For CAST/EiJ, PWK/PhJ, and SPRET/EiJ, a Chicago library was prepared as described previously19. Briefly, for each library, 500 ng of high molecular weight genomic DNA (>50 kb mean fragment size) was reconstituted into chromatin in vitro and fixed with formaldehyde. Fixed chromatin was then digested with restriction enzyme Mbo I, the 5′ overhangs were filled in with biotinylated nucleotides and then free blunt-ends were ligated. After ligation, cross-links were reversed and the DNA was purified from protein. Purified DNA was treated to remove biotin that was not internal to ligated fragments. The DNA was sheared to ~350 bp mean fragment size and sequencing libraries were generated using NEBNext Ultra enzymes and Illumina-compatible adapters. Biotin-containing fragments were then isolated using streptavidin beads before PCR enrichment of each library. The libraries were sequenced on an Illumina HiSeq to produce 2× 125 bp read pairs. The number of read pairs produced and fold physical coverage (1–50 kb pairs) for each genome was: 374 million, 34× for PWK/PhJ; 373 million, 41× for SPRET/EiJ; and 380 million, 77× for CAST/EiJ. Every sequencing lane was genotype checked against the mouse Hapmap SNP calls71 using the Samtools/Bcftools v1.1 'gtcheck' command.
De novo assembly
The initial contigs were assembled from the paired-end sequencing reads using SGA v0.9.43 (see URLs)72. Parameters for assembly are listed in Supplementary Table 18.
All of the mate-pair reads were aligned to GRCm38 with BWA-MEM v0.7.5, and duplicate fragments were removed with GATK MarkDuplicates v3.4. The subsequent reads were used as input to SOAPdenovo273 r240 to produce genome scaffolds (parameters given in Supplementary Table 19). To detect potential scaffold misjoins, we realigned the mate-pair library reads onto the SOAP2 scaffolds with BWA-MEM v0.7.5, walked along each scaffold (greater than 10 kb in size) in 5 kb step intervals and counted the number of 10 kb and 40 kb (where available) spanning fragments at each interval. Scaffolds were broken in locations where there was not a minimum number of 10 kb and 40 kb (where available) fragments that spanned the join. Scaffold break parameters are shown in Supplementary Table 20.
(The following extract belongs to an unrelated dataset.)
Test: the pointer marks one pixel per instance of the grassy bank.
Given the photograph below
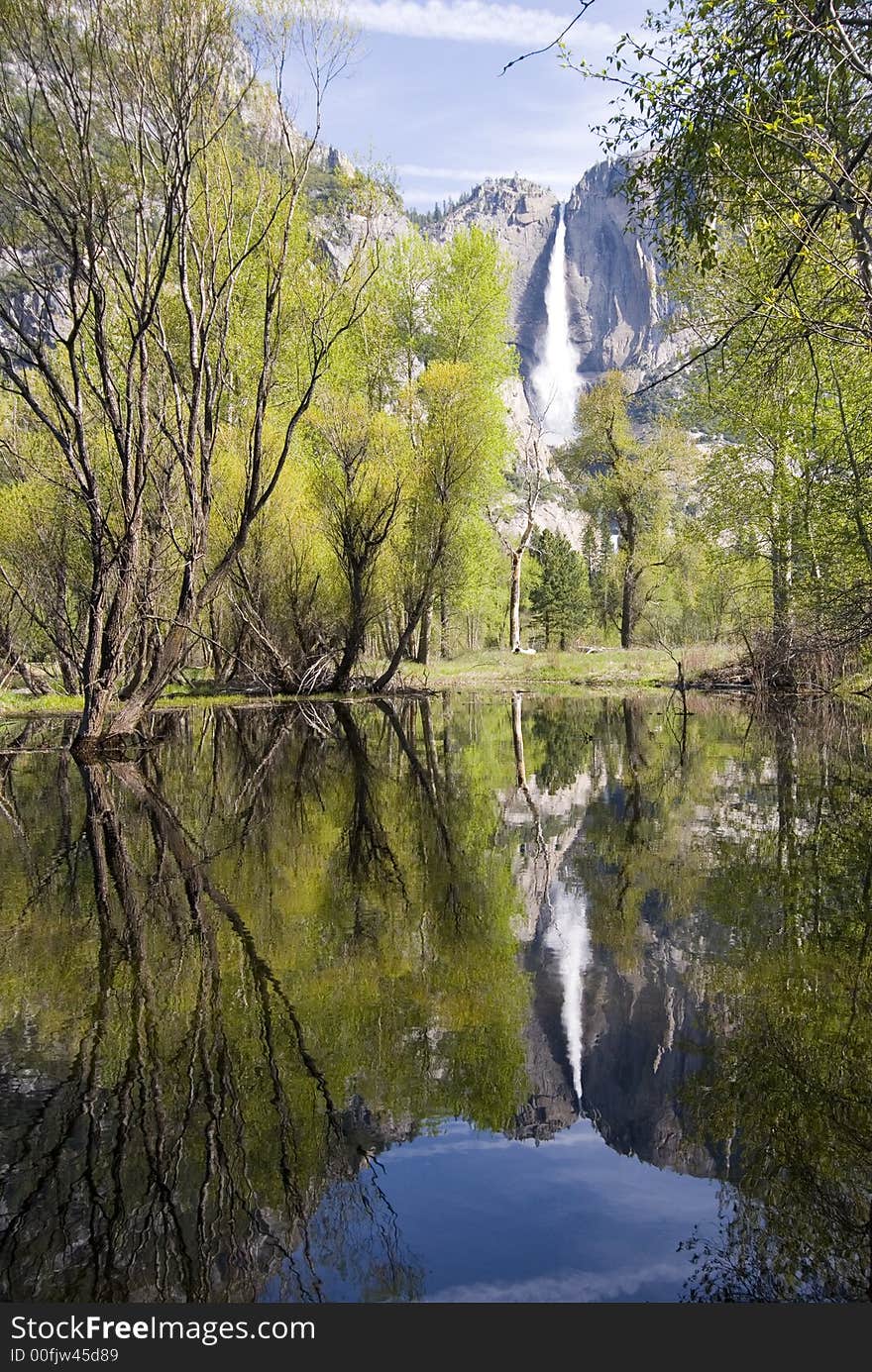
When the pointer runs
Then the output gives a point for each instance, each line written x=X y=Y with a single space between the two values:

For CAST/EiJ, PWK/PhJ, and SPRET/EiJ, we further scaffolded the assemblies with Dovetail Genomics long-range libraries. Each input genome assembly, along with its associated Chicago library read pairs in FASTQ format, were used as input data for HiRise, a software pipeline designed specifically to scaffold genomes using Chicago library data2. Shotgun and Chicago library sequences were aligned to the draft input assembly using a modified SNAP read mapper (see URLs). The separations of Chicago read pairs mapped within draft scaffolds were analyzed by HiRise to produce a likelihood model for genomic distance between read pairs. The model was used to identify putative misjoins and score prospective joins. After scaffolding, shotgun sequences were used to close gaps between contigs.
Pseudochromosomes
The scaffolds were assembled into chromosome-scale scaffolds using Ragout v2.0. Ragout identifies large conserved regions between genomes (hierarchical synteny blocks) by combining the whole genome alignment with a de Bruijn graph simplification algorithm66. Assembly scaffolds are further joined into chromosomes so as to minimize the number of structural differences (such as inversions or chromosomal translocations) between references and a target genome. We used the C57BL/6J GRCm38 sequence as a single reference and found that 95% adjacent synteny block pairs from the assemblies were also adjacent in C57BL/6J reference.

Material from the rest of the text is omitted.